Tarawa

L’été est interminable, et c’est bon. Wendy ne veut pas que l’été s’achève. La canicule s’empare des plaines pendant la journée, elle incendie les blés qui mûrissent le long des routes de Californie. Le soir il n’y a aucune fraîcheur mais Wendy ne veut pas que l’été s’achève. L’été domine les hommes et les bêtes qui avancent au ralenti. Un grand silence couvre la plaine qui dort pendant le jour ; elle bouge un peu dans les villes lorsque le soleil embrase l’horizon glorieux. Mais Wendy est heureuse jour et nuit comme jamais.
Nolan est avec elle, Nolan est à elle, elle est à lui. C’est juré, c’est promis.
Ils se disent des choses sous la lampe qui forme une barrière avec le noir absolu. Il n’y a rien à voir au-dehors. Des mots, des mains qui se serrent, des regards qui se fondent l’un dans l’autre. Mais ce soir Nolan parle de choses graves, Wendy se redresse un peu et l’écoute.
« Tu m’écriras tous les jours » exige-t-elle. « Je ferai de mon mieux » promet-il. Nolan, le cheveu ras, la carrure forte, la mâchoire carrée, un homme solide, qui sera là pour la protéger, « lorsque je reviendrai » dit-il, je t’épouserai et puis nous partirons dans d’autres états. »
Elle n’en doute pas, cet homme est un roc, rien ne peut lui arriver : private Nolan de la deuxième division de Marines. Il lui a montré l’insigne sur son épaulette, « première classe » dit-il avec fierté.
Quand il n’est pas avec elle Wendy va à la bibliothèque municipale consulter les grands atlas, elle étudie les noms et les distances des archipels dans le Pacifique. Elle calcule le temps qu’il faut pour qu’une lettre parvienne sur une île qu’elle choisit au hasard, elle cherche, elle imagine. Elle sait que le courrier n’arrive pas à tous les endroits parce que l’ennemi est installé et qu’il faut le déloger.
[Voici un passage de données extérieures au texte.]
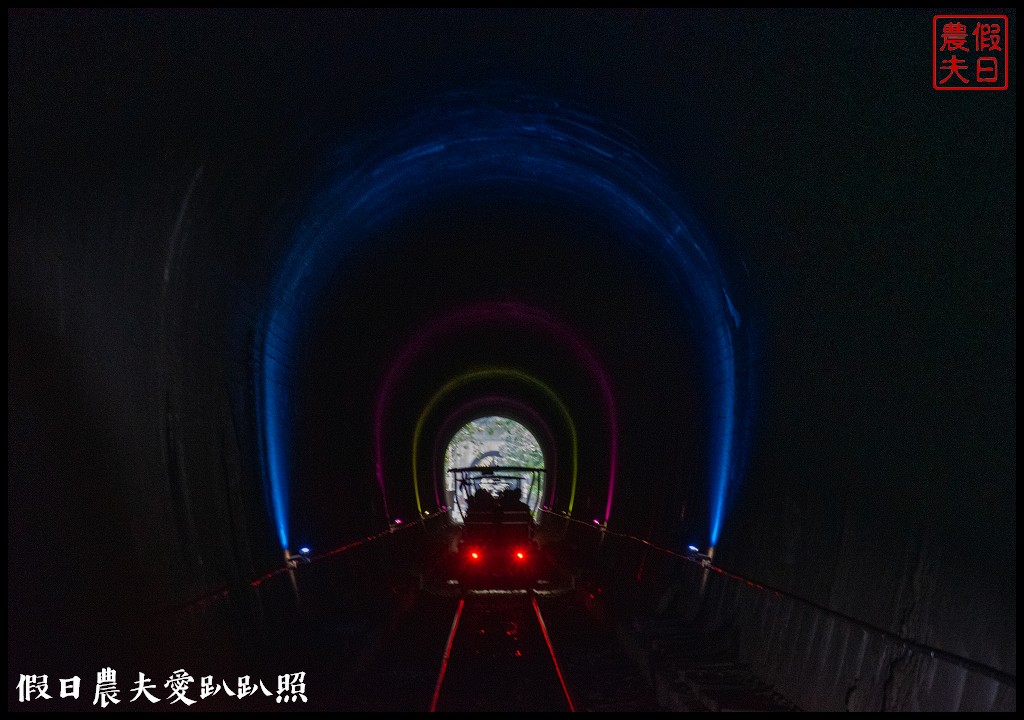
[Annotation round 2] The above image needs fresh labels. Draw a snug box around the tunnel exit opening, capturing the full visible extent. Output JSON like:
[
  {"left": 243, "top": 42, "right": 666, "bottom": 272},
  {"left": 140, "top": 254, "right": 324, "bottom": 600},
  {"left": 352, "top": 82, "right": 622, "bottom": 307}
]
[{"left": 444, "top": 415, "right": 546, "bottom": 524}]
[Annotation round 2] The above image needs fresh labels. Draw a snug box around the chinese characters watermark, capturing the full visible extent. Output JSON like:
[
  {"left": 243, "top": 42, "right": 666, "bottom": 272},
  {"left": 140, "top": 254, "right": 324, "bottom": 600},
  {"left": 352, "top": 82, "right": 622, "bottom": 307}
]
[
  {"left": 17, "top": 668, "right": 307, "bottom": 709},
  {"left": 932, "top": 15, "right": 1010, "bottom": 90}
]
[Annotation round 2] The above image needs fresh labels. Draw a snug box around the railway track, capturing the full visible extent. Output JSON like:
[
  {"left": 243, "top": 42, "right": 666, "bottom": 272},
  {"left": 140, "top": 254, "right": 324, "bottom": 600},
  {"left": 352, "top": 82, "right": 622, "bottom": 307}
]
[{"left": 430, "top": 592, "right": 575, "bottom": 712}]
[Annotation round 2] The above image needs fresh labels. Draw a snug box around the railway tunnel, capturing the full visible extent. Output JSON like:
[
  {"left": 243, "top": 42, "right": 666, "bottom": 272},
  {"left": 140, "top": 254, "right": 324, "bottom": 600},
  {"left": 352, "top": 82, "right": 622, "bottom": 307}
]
[{"left": 8, "top": 10, "right": 1016, "bottom": 712}]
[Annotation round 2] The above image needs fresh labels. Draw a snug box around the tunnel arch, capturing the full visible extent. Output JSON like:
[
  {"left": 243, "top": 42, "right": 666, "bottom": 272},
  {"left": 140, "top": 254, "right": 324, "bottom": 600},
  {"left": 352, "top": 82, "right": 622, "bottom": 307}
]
[
  {"left": 374, "top": 300, "right": 618, "bottom": 519},
  {"left": 253, "top": 93, "right": 753, "bottom": 547},
  {"left": 431, "top": 395, "right": 558, "bottom": 516},
  {"left": 442, "top": 413, "right": 553, "bottom": 522},
  {"left": 412, "top": 367, "right": 580, "bottom": 513}
]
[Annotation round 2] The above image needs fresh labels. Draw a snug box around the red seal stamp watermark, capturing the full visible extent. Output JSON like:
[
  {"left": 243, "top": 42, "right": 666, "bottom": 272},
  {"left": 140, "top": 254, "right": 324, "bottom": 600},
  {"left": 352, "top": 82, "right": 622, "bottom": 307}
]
[{"left": 932, "top": 15, "right": 1010, "bottom": 90}]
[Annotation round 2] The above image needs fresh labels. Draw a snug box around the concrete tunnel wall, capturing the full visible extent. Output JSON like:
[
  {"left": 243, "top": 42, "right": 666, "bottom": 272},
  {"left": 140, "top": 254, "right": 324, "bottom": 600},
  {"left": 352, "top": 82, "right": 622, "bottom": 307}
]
[{"left": 8, "top": 11, "right": 1016, "bottom": 707}]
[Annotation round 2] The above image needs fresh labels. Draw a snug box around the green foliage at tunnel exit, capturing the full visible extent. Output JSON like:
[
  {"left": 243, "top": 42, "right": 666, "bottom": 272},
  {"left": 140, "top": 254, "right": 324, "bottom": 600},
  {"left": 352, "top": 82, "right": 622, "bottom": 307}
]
[{"left": 444, "top": 416, "right": 544, "bottom": 470}]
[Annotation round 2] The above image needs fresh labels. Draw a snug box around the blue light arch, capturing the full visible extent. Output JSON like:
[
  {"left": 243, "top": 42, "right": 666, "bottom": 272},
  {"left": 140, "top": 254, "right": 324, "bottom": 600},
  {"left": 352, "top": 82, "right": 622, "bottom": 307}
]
[{"left": 254, "top": 93, "right": 753, "bottom": 548}]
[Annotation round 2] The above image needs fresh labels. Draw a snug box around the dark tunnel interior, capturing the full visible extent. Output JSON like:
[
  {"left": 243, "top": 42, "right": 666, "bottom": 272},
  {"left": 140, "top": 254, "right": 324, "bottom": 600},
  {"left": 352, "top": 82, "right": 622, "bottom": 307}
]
[{"left": 8, "top": 9, "right": 1016, "bottom": 712}]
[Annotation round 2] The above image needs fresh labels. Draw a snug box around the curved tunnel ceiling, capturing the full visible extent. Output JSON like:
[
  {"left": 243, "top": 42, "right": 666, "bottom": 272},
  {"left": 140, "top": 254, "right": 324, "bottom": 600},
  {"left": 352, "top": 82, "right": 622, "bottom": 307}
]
[
  {"left": 432, "top": 395, "right": 558, "bottom": 506},
  {"left": 260, "top": 94, "right": 752, "bottom": 548}
]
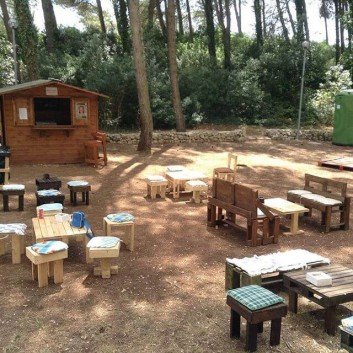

« Nous partons d’abord pour la grande base de Pearl Harbour » dit-il. Ensuite nous serons affectés sur des convois. Cela va prendre du temps. Nous aurons un entraînement très dur, mais je t’écrirai. Après, quand les amiraux auront décidés de nos destinations, nous verrons. Je m’arrangerai. »
Une mouche circule dans la bibliothèque, elle vrombit en tournant autour des étudiants. Wendy contemple la grande carte ouverte sur une double page centrale de l’atlas, du bleu partout, et des poussières avec des noms qu’elle examine de près. Son doigt glisse vers l’ouest depuis Hawaï. Mariannes. Marshall. Solomon. Jusqu’où ira-t-elle. Les points sont tellement petits. Des loupes sont disponibles pour aider les étudiants. Elle regarde de plus près. La mouche tourne autour d’elle et dérange Wendy. La mouche se dépose sur l’atlas. Sans réfléchir, Wendy frappe du plat de la main.
La mouche est morte, elle s’essuie avec une feuille de papier et jette la mouche par terre.
Elle regarde de plus près avec la loupe, là où la mouche s’est écrasée, une trace rouge masque le nom d’un archipel. Elle nettoie délicatement la page de l’atlas avec son mouchoir et regarde à nouveau. C’est un point minuscule dans les îles Marshall : Tarawa.